Throughout his work, Grennan has explored the range of light across a continuum from its absence in total darkness to its fullest manifestations, both in poems written prior to “Woman at Lit Window” and in subsequent ones such as “I Lie Awake Each Morning Watching Light.” Although it is not an exact equivalency, light, for Grennan, is often conceived as an analogue for artistic vision. Its occurrence affords the opportunity to see an object or subject with an exceptional clarity. In “Woman at Lit Window,” Grennan is transfixed by the illuminated image he sees and is then characteristically inspired to try to capture or convey its essence in language. The persistent problem he faces is that there are always impediments to the ultimate completion of his conception, including the circumstances of his observation, the elusiveness of his subject, and perhaps most significant, the complex of personal responses that occur beyond his ability to predict or restrain them. This is what makes the situation so challenging and, sometimes, so frustrating.

In addition, the title of the collection in which the poem appears, As If It Matters, is an expression of one of Grennan’s fundamental tenets. He is plagued by a sort of hovering uncertainty about the importance of his work and perhaps even the direction of his life. This is not an overwhelming obstacle, but it affects his attitude toward the world and is a factor in many poems.
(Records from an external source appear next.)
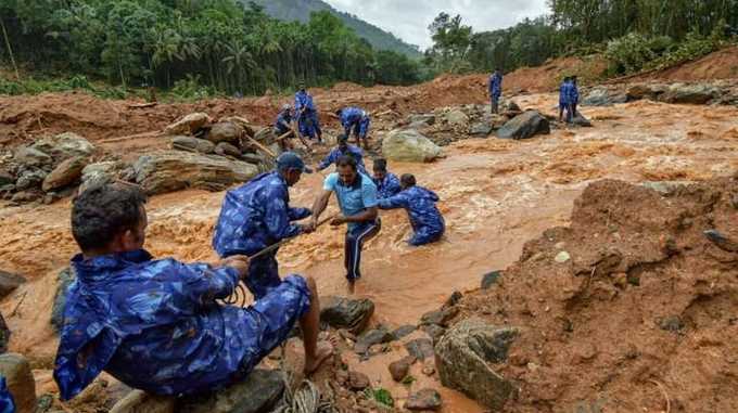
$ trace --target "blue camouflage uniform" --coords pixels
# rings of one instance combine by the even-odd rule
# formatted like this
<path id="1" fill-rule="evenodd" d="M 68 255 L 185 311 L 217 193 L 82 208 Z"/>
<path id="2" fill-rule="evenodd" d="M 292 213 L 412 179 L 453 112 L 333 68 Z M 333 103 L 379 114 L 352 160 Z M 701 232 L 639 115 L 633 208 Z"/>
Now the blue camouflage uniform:
<path id="1" fill-rule="evenodd" d="M 320 162 L 320 164 L 318 164 L 318 170 L 323 170 L 335 164 L 343 155 L 353 156 L 354 159 L 356 159 L 356 169 L 360 173 L 368 176 L 367 167 L 364 165 L 364 151 L 355 145 L 346 145 L 346 151 L 341 151 L 341 147 L 339 146 L 332 149 L 331 152 L 329 152 L 328 155 L 326 155 L 326 157 Z"/>
<path id="2" fill-rule="evenodd" d="M 399 185 L 399 179 L 392 172 L 386 172 L 382 180 L 374 179 L 374 184 L 377 185 L 377 197 L 379 199 L 397 195 L 403 190 Z"/>
<path id="3" fill-rule="evenodd" d="M 15 402 L 13 395 L 8 389 L 5 377 L 0 375 L 0 413 L 15 413 Z"/>
<path id="4" fill-rule="evenodd" d="M 309 309 L 310 292 L 289 276 L 252 307 L 222 306 L 232 268 L 153 260 L 143 250 L 72 260 L 54 379 L 62 400 L 105 371 L 154 395 L 190 395 L 243 379 Z"/>
<path id="5" fill-rule="evenodd" d="M 355 137 L 365 139 L 369 133 L 371 120 L 365 111 L 349 106 L 341 111 L 341 125 L 343 126 L 346 137 L 352 134 L 353 129 Z"/>
<path id="6" fill-rule="evenodd" d="M 320 120 L 318 119 L 318 111 L 315 108 L 313 96 L 305 91 L 297 91 L 295 93 L 295 113 L 297 116 L 297 126 L 300 134 L 315 139 L 316 135 L 321 135 Z M 302 113 L 302 115 L 301 115 Z"/>
<path id="7" fill-rule="evenodd" d="M 422 186 L 410 186 L 395 196 L 380 199 L 380 209 L 405 208 L 415 234 L 410 245 L 424 245 L 441 240 L 446 223 L 436 208 L 438 195 Z"/>
<path id="8" fill-rule="evenodd" d="M 284 238 L 302 233 L 292 221 L 309 217 L 307 208 L 291 208 L 290 193 L 277 171 L 262 173 L 246 184 L 228 191 L 213 235 L 220 257 L 252 256 Z M 244 281 L 256 299 L 279 286 L 277 250 L 251 260 Z"/>
<path id="9" fill-rule="evenodd" d="M 281 137 L 292 129 L 291 124 L 292 114 L 290 111 L 282 111 L 277 115 L 277 120 L 275 120 L 275 131 Z"/>

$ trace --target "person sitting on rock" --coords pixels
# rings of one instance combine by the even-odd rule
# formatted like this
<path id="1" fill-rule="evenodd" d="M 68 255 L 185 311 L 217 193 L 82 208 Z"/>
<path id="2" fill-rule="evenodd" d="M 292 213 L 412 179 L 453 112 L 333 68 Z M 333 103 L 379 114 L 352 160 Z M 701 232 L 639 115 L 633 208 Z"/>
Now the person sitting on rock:
<path id="1" fill-rule="evenodd" d="M 377 197 L 379 199 L 389 198 L 397 195 L 402 191 L 397 176 L 387 171 L 387 160 L 384 158 L 374 159 L 373 166 L 374 184 L 377 185 Z"/>
<path id="2" fill-rule="evenodd" d="M 397 195 L 380 199 L 379 208 L 405 208 L 407 210 L 410 225 L 415 231 L 408 241 L 410 245 L 425 245 L 441 240 L 446 223 L 435 206 L 438 195 L 431 190 L 416 185 L 416 178 L 410 173 L 403 175 L 399 182 L 403 191 Z"/>
<path id="3" fill-rule="evenodd" d="M 213 249 L 220 258 L 253 256 L 282 240 L 311 232 L 309 224 L 298 224 L 313 212 L 290 207 L 290 186 L 309 172 L 303 159 L 292 152 L 277 158 L 277 169 L 265 172 L 226 193 L 213 234 Z M 245 284 L 256 299 L 281 284 L 277 253 L 251 260 Z"/>
<path id="4" fill-rule="evenodd" d="M 247 308 L 218 304 L 249 273 L 249 259 L 215 266 L 153 259 L 143 249 L 145 197 L 130 184 L 93 186 L 74 199 L 81 254 L 66 291 L 54 379 L 62 400 L 102 371 L 153 395 L 215 390 L 242 380 L 300 322 L 305 371 L 332 353 L 318 343 L 318 291 L 291 275 Z"/>
<path id="5" fill-rule="evenodd" d="M 369 149 L 367 135 L 369 134 L 371 119 L 366 111 L 348 106 L 335 111 L 335 116 L 341 120 L 346 137 L 351 137 L 353 133 L 357 145 L 361 145 L 361 142 L 364 142 L 364 149 Z"/>
<path id="6" fill-rule="evenodd" d="M 342 156 L 349 155 L 356 160 L 358 171 L 368 177 L 367 167 L 364 165 L 364 151 L 358 146 L 349 145 L 348 137 L 345 134 L 340 134 L 338 141 L 339 145 L 332 149 L 320 164 L 318 164 L 318 171 L 336 164 Z"/>

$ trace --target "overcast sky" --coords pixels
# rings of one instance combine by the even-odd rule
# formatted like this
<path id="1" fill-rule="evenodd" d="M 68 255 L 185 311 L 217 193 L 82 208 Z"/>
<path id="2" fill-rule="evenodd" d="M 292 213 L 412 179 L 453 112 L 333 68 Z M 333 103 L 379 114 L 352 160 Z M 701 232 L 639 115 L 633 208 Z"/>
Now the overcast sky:
<path id="1" fill-rule="evenodd" d="M 340 11 L 391 31 L 420 49 L 432 46 L 428 25 L 441 12 L 460 14 L 474 31 L 505 28 L 547 11 L 546 0 L 326 0 Z"/>

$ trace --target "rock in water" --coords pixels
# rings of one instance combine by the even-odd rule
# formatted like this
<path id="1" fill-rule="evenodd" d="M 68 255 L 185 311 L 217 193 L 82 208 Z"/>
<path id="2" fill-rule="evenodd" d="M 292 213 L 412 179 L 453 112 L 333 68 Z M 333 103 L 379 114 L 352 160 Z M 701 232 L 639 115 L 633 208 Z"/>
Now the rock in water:
<path id="1" fill-rule="evenodd" d="M 178 413 L 266 413 L 271 412 L 284 391 L 282 374 L 276 370 L 254 370 L 243 382 L 207 396 L 177 400 Z"/>
<path id="2" fill-rule="evenodd" d="M 358 335 L 367 327 L 374 313 L 374 302 L 370 299 L 351 299 L 345 297 L 326 297 L 320 299 L 320 321 L 333 328 L 348 330 Z"/>
<path id="3" fill-rule="evenodd" d="M 205 113 L 193 113 L 169 125 L 164 130 L 167 134 L 195 134 L 205 125 L 213 121 Z"/>
<path id="4" fill-rule="evenodd" d="M 5 298 L 25 282 L 26 279 L 21 275 L 0 270 L 0 299 Z"/>
<path id="5" fill-rule="evenodd" d="M 382 154 L 391 160 L 433 162 L 442 154 L 441 147 L 412 129 L 395 129 L 382 141 Z"/>
<path id="6" fill-rule="evenodd" d="M 141 156 L 133 164 L 136 182 L 149 195 L 188 188 L 222 191 L 246 182 L 258 173 L 254 165 L 219 156 L 181 151 L 160 151 Z"/>
<path id="7" fill-rule="evenodd" d="M 410 395 L 405 402 L 407 410 L 436 411 L 443 404 L 441 395 L 434 389 L 422 389 Z"/>
<path id="8" fill-rule="evenodd" d="M 133 390 L 120 399 L 110 413 L 174 413 L 175 398 Z"/>
<path id="9" fill-rule="evenodd" d="M 213 125 L 213 128 L 207 133 L 207 140 L 215 144 L 227 142 L 239 145 L 244 133 L 245 131 L 240 126 L 230 121 L 222 121 Z"/>
<path id="10" fill-rule="evenodd" d="M 77 156 L 87 157 L 94 152 L 94 146 L 87 139 L 72 132 L 43 138 L 30 147 L 50 155 L 54 165 Z"/>
<path id="11" fill-rule="evenodd" d="M 192 137 L 175 137 L 171 140 L 171 149 L 178 151 L 198 152 L 207 155 L 215 152 L 215 143 Z"/>
<path id="12" fill-rule="evenodd" d="M 465 320 L 448 330 L 436 346 L 441 383 L 499 411 L 517 389 L 489 363 L 501 363 L 518 328 L 499 328 L 480 319 Z"/>
<path id="13" fill-rule="evenodd" d="M 536 134 L 551 132 L 548 119 L 537 111 L 527 111 L 516 116 L 497 130 L 497 137 L 502 139 L 529 139 Z"/>
<path id="14" fill-rule="evenodd" d="M 51 192 L 77 182 L 81 178 L 82 169 L 85 169 L 87 164 L 88 159 L 85 156 L 77 156 L 62 162 L 46 177 L 41 189 L 43 192 Z"/>
<path id="15" fill-rule="evenodd" d="M 8 389 L 15 401 L 17 413 L 36 412 L 36 382 L 30 364 L 21 354 L 0 356 L 0 375 L 5 377 Z"/>

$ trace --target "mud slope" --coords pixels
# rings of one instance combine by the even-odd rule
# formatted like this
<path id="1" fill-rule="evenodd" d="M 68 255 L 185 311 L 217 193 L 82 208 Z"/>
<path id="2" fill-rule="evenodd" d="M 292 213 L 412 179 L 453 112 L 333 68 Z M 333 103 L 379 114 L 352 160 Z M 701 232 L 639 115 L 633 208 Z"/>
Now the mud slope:
<path id="1" fill-rule="evenodd" d="M 738 251 L 703 234 L 738 240 L 737 178 L 593 183 L 571 225 L 467 297 L 462 318 L 523 330 L 498 366 L 521 387 L 508 411 L 738 411 Z"/>

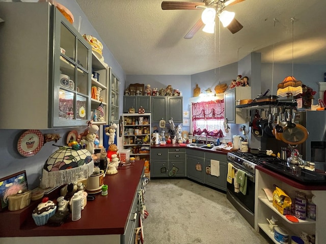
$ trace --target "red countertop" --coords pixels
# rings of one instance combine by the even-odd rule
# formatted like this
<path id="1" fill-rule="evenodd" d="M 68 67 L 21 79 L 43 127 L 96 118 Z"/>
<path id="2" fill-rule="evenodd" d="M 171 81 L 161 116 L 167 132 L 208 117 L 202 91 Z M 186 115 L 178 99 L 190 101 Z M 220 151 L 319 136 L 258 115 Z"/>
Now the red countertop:
<path id="1" fill-rule="evenodd" d="M 108 195 L 88 201 L 77 221 L 70 217 L 61 226 L 37 226 L 32 217 L 35 207 L 0 212 L 0 237 L 123 234 L 144 164 L 136 161 L 133 165 L 119 167 L 116 174 L 106 175 Z"/>
<path id="2" fill-rule="evenodd" d="M 206 151 L 206 152 L 213 152 L 214 154 L 223 154 L 226 155 L 228 154 L 228 151 L 226 150 L 209 150 L 203 148 L 200 148 L 198 147 L 187 147 L 186 144 L 179 144 L 179 143 L 175 144 L 166 144 L 165 145 L 151 145 L 151 148 L 191 148 L 192 150 L 198 150 L 202 151 Z M 205 144 L 203 144 L 204 145 Z"/>
<path id="3" fill-rule="evenodd" d="M 292 180 L 291 179 L 290 179 L 285 176 L 279 174 L 278 173 L 276 173 L 275 172 L 271 171 L 266 169 L 266 168 L 264 168 L 263 166 L 261 165 L 256 165 L 255 168 L 262 172 L 266 173 L 266 174 L 269 174 L 269 175 L 274 177 L 274 178 L 276 178 L 278 179 L 282 180 L 282 181 L 286 183 L 288 185 L 289 185 L 292 187 L 295 187 L 296 188 L 298 188 L 299 189 L 311 190 L 311 191 L 326 190 L 326 185 L 302 185 L 302 184 L 298 182 Z"/>

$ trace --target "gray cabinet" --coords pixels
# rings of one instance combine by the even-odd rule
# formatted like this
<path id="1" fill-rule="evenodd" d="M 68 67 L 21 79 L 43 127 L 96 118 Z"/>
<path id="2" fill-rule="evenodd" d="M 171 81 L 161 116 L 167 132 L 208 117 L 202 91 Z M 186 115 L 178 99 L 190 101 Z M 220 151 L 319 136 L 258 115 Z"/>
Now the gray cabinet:
<path id="1" fill-rule="evenodd" d="M 129 109 L 134 108 L 136 112 L 138 109 L 143 107 L 146 113 L 151 112 L 151 97 L 148 96 L 124 96 L 123 112 L 127 113 Z"/>
<path id="2" fill-rule="evenodd" d="M 173 118 L 175 123 L 183 122 L 182 97 L 152 97 L 152 123 L 158 123 L 164 119 L 168 121 Z"/>
<path id="3" fill-rule="evenodd" d="M 231 124 L 245 124 L 246 109 L 236 108 L 236 101 L 251 98 L 251 87 L 236 86 L 224 93 L 224 117 Z"/>
<path id="4" fill-rule="evenodd" d="M 205 181 L 205 152 L 187 148 L 187 177 L 201 183 Z"/>
<path id="5" fill-rule="evenodd" d="M 48 2 L 0 4 L 0 73 L 7 81 L 0 128 L 84 126 L 91 118 L 91 46 Z"/>
<path id="6" fill-rule="evenodd" d="M 210 169 L 211 160 L 220 161 L 220 176 L 211 175 L 207 170 Z M 205 152 L 205 184 L 211 187 L 226 191 L 226 176 L 227 174 L 226 155 Z"/>
<path id="7" fill-rule="evenodd" d="M 185 177 L 185 148 L 151 148 L 151 177 Z"/>

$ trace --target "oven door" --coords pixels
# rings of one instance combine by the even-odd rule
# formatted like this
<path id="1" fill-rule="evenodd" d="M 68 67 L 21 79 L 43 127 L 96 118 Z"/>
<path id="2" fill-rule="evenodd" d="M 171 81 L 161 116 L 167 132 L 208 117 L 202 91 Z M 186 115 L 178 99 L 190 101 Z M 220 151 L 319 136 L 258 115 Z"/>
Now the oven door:
<path id="1" fill-rule="evenodd" d="M 241 170 L 244 170 L 243 169 L 240 168 L 232 162 L 229 162 L 229 163 L 232 164 L 236 170 L 238 168 Z M 229 197 L 232 197 L 232 198 L 237 202 L 237 204 L 242 207 L 249 210 L 253 214 L 255 212 L 255 175 L 247 171 L 245 171 L 245 172 L 247 174 L 246 194 L 243 195 L 241 192 L 236 193 L 234 192 L 234 185 L 233 184 L 234 179 L 233 179 L 232 184 L 227 182 L 227 197 L 229 195 Z M 232 201 L 230 201 L 232 202 Z M 233 202 L 232 204 L 233 204 Z"/>

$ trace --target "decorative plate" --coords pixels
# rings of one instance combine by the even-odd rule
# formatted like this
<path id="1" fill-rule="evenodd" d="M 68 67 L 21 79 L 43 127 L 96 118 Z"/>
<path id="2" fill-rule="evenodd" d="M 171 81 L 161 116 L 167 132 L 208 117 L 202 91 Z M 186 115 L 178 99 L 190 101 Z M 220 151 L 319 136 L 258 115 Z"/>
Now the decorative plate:
<path id="1" fill-rule="evenodd" d="M 86 115 L 86 112 L 85 111 L 85 108 L 84 108 L 84 106 L 82 106 L 79 108 L 79 117 L 84 118 Z"/>
<path id="2" fill-rule="evenodd" d="M 29 130 L 20 136 L 17 148 L 20 155 L 32 157 L 37 154 L 43 146 L 44 137 L 38 130 Z"/>
<path id="3" fill-rule="evenodd" d="M 67 142 L 67 144 L 69 144 L 71 141 L 77 141 L 77 137 L 78 132 L 77 132 L 77 131 L 71 131 L 67 136 L 66 142 Z"/>

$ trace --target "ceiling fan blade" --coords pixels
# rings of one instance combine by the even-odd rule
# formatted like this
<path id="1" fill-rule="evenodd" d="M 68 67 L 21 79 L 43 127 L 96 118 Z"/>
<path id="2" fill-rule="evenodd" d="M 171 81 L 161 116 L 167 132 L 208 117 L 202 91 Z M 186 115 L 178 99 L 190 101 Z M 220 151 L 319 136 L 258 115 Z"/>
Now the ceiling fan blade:
<path id="1" fill-rule="evenodd" d="M 193 27 L 191 29 L 188 33 L 183 37 L 185 39 L 191 39 L 195 34 L 196 34 L 196 32 L 197 32 L 200 28 L 203 27 L 204 25 L 204 23 L 202 20 L 202 18 L 199 19 L 199 20 L 197 21 L 197 22 L 195 24 L 195 25 L 193 26 Z"/>
<path id="2" fill-rule="evenodd" d="M 233 20 L 231 21 L 231 23 L 226 26 L 226 27 L 229 29 L 229 30 L 232 33 L 232 34 L 236 33 L 241 29 L 242 28 L 243 26 L 242 24 L 240 23 L 239 21 L 238 21 L 235 18 L 233 19 Z"/>
<path id="3" fill-rule="evenodd" d="M 163 1 L 161 7 L 163 10 L 185 9 L 197 10 L 196 6 L 205 6 L 205 3 L 192 3 L 188 2 Z"/>
<path id="4" fill-rule="evenodd" d="M 223 5 L 225 7 L 234 5 L 236 4 L 237 4 L 238 3 L 241 3 L 241 2 L 243 2 L 244 1 L 244 0 L 229 0 L 229 1 L 227 0 L 224 2 L 224 3 L 223 4 Z"/>

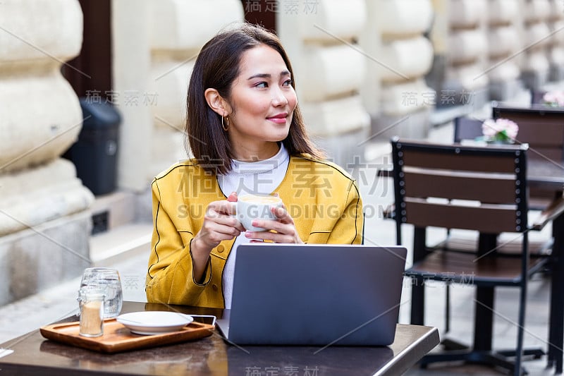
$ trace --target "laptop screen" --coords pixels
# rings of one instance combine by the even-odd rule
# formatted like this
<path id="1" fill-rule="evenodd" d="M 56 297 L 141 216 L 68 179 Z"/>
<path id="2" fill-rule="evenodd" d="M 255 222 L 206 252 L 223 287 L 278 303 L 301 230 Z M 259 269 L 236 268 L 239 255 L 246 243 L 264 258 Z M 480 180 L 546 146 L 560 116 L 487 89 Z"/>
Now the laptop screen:
<path id="1" fill-rule="evenodd" d="M 227 320 L 240 344 L 388 345 L 403 247 L 252 243 L 237 250 Z M 226 313 L 226 314 L 228 313 Z"/>

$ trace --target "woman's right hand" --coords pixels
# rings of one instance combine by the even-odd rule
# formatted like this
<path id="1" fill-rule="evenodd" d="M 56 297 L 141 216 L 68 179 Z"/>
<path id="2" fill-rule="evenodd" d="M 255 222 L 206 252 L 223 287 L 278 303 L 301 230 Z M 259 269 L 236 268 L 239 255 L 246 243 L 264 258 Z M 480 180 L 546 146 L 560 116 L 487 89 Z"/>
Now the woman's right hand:
<path id="1" fill-rule="evenodd" d="M 245 231 L 240 222 L 233 217 L 235 202 L 237 193 L 233 192 L 227 200 L 213 201 L 206 208 L 204 224 L 190 245 L 195 281 L 202 279 L 212 250 L 222 241 L 233 239 Z"/>

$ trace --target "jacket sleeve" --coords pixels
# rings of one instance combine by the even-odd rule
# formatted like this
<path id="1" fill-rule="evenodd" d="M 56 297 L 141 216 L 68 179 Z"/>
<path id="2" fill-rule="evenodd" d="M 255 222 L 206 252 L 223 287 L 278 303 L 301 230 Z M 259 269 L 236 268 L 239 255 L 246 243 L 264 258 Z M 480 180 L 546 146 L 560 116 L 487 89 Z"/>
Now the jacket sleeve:
<path id="1" fill-rule="evenodd" d="M 194 281 L 190 245 L 194 237 L 190 221 L 179 230 L 171 209 L 162 202 L 159 181 L 152 184 L 153 235 L 145 293 L 149 303 L 197 305 L 197 301 L 211 279 L 209 264 L 202 284 Z M 164 195 L 167 197 L 168 195 Z"/>
<path id="2" fill-rule="evenodd" d="M 345 198 L 344 210 L 327 239 L 328 244 L 362 244 L 364 229 L 362 199 L 354 181 Z"/>

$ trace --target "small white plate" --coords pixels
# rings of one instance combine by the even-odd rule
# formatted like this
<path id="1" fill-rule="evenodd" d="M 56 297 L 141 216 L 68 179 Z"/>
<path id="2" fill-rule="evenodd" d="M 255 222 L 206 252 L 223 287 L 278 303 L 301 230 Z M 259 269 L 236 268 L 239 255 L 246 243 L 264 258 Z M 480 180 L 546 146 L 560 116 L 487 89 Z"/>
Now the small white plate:
<path id="1" fill-rule="evenodd" d="M 192 321 L 189 315 L 176 312 L 142 311 L 124 313 L 116 320 L 136 334 L 162 334 L 177 332 Z"/>

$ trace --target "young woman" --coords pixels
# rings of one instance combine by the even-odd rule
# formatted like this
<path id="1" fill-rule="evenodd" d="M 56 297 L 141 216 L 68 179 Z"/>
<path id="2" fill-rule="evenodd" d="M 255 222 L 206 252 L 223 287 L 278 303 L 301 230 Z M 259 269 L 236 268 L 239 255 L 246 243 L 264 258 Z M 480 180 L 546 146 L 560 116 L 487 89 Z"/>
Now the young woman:
<path id="1" fill-rule="evenodd" d="M 230 308 L 237 245 L 253 239 L 362 242 L 356 183 L 310 142 L 294 87 L 279 40 L 259 27 L 221 32 L 202 47 L 187 98 L 194 158 L 152 183 L 149 302 Z M 282 199 L 276 220 L 252 224 L 269 231 L 246 231 L 233 217 L 242 193 Z"/>

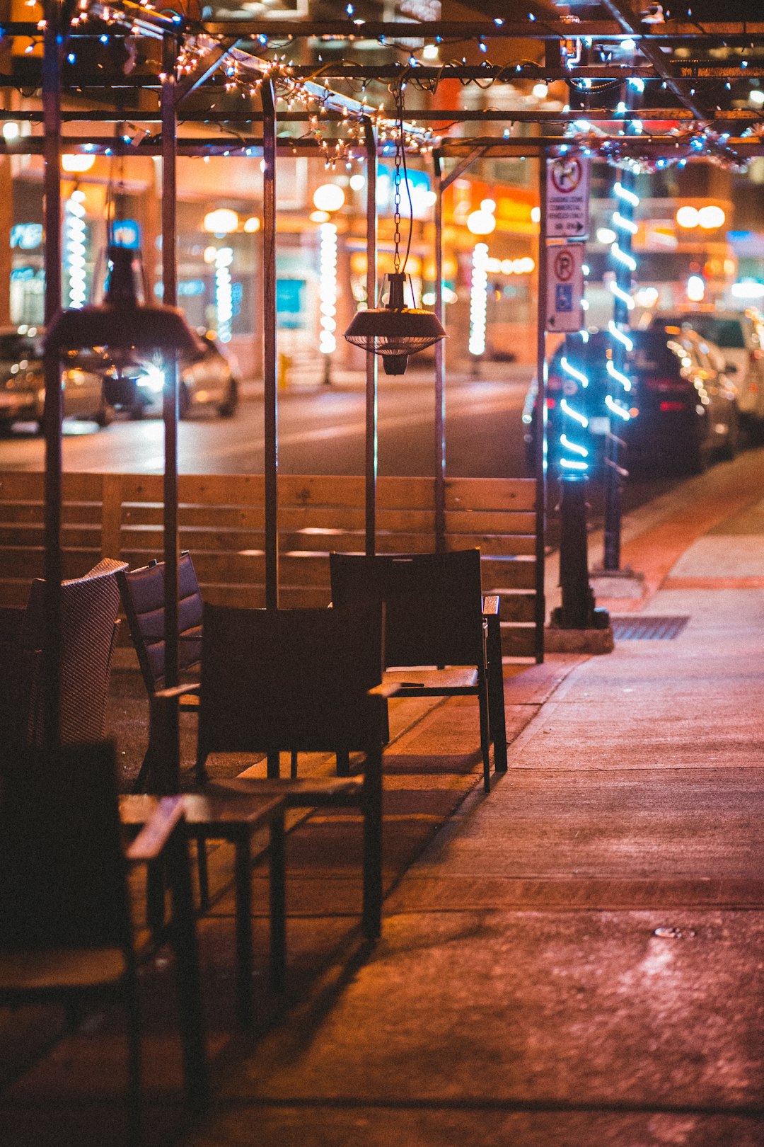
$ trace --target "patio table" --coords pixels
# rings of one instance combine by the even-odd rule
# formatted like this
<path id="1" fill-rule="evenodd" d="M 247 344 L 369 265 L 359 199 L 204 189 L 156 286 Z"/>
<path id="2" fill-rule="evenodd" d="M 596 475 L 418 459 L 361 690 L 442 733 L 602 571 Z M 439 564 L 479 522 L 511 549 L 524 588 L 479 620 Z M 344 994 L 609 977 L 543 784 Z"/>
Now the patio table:
<path id="1" fill-rule="evenodd" d="M 137 833 L 150 819 L 160 797 L 149 794 L 119 798 L 124 827 Z M 268 827 L 270 834 L 270 980 L 276 989 L 284 983 L 286 962 L 286 913 L 284 868 L 285 798 L 257 797 L 216 789 L 214 785 L 182 797 L 187 832 L 199 848 L 205 841 L 227 841 L 235 848 L 236 896 L 236 993 L 243 1025 L 252 1022 L 252 857 L 253 834 Z"/>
The title is not taken from any of the individual poems in the collection and has therefore been chosen specifically to apply to all the poems in the book. It implies that the struggle to find the language and form for what he sees is not only likely to be difficult and frustrating but also might not even be worth attempting. In “Woman at Lit Window,” Grennan resists this position by proceeding as if it does matter, even if his efforts are inevitably going to come up short of his ultimate intentions. As a demonstration of the validity, or at least the usefulness, of this approach, Grennan concludes the poem with the poet suffused in a light as energizing as that which lit the woman in the window in the first stanza. The striking image of his shadow “skinned with grainy radiance” offers a complicated texture as compelling as the pure light on the woman. The effort to “get it right” has given him an opportunity to share or enter the “radiance” accompanied by the almost magical “host of fireflies” that endow the light with spiritual grace.